House to Vote on Bill to Raise Debt Ceiling and Delay ObamaCare

House Republicans are attempting to take a vote this weekend on a bill to delay ObamaCare in exchange for agreeing to raise the debt ceiling.

House Republicans are maintaining their position on ObamaCare and are launching what is dubbed a “two-front war” on the healthcare law. One week after the House passed a bill that defunds ObamaCare, they are attempting to take a vote this Saturday on a bill that would delay the healthcare law for one year in exchange for agreeing to raise the debt ceiling. The bill also covers several other issues, including approval of the Keystone pipeline and tax reform.

"I think we ought to really force the effort to delay this individual mandate for at least a year, just as the president unilaterally decided to delay the employer mandate," Sen. John Barrasso (R-Wyo.) told Fox News, though he wants to achieve the delay through the budget bill. 

"I think it's very important to give American people the same relief that the president unilaterally decided to give to others," he added.

Meanwhile, the Senate voted on Wednesday to advance the bill to keep the government open past September 30 in exchange for defunding the healthcare law. Democrats are expected to strip the ObamaCare measure from the bill, however, and send it back to the House for another vote.

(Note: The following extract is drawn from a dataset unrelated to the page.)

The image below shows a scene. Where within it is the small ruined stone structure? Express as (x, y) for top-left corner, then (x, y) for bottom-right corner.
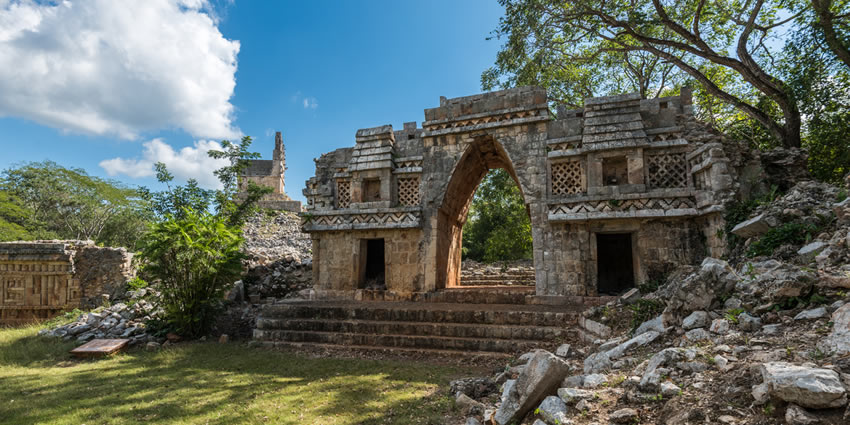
(304, 87), (735, 301)
(239, 131), (301, 212)
(0, 241), (135, 324)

As noted by Fox News, this will put Republicans in a delicate position:

They could continue to push for anti-ObamaCare provisions in the budget bill. This, though, risks a government shutdown on Oct. 1, as Democrats refuse to go along with any budget bill that defunds the health law. GOP leaders are also exploring adding face-saving options — like the repeal of a tax on medical devices, which many Democrats also oppose — to the stopgap spending bill.

But as an alternative path, Republicans could simply pass a “clean” budget bill, and immediately shift their attention to the fight over the debt ceiling — using that as leverage to push for a one-year delay of the health law.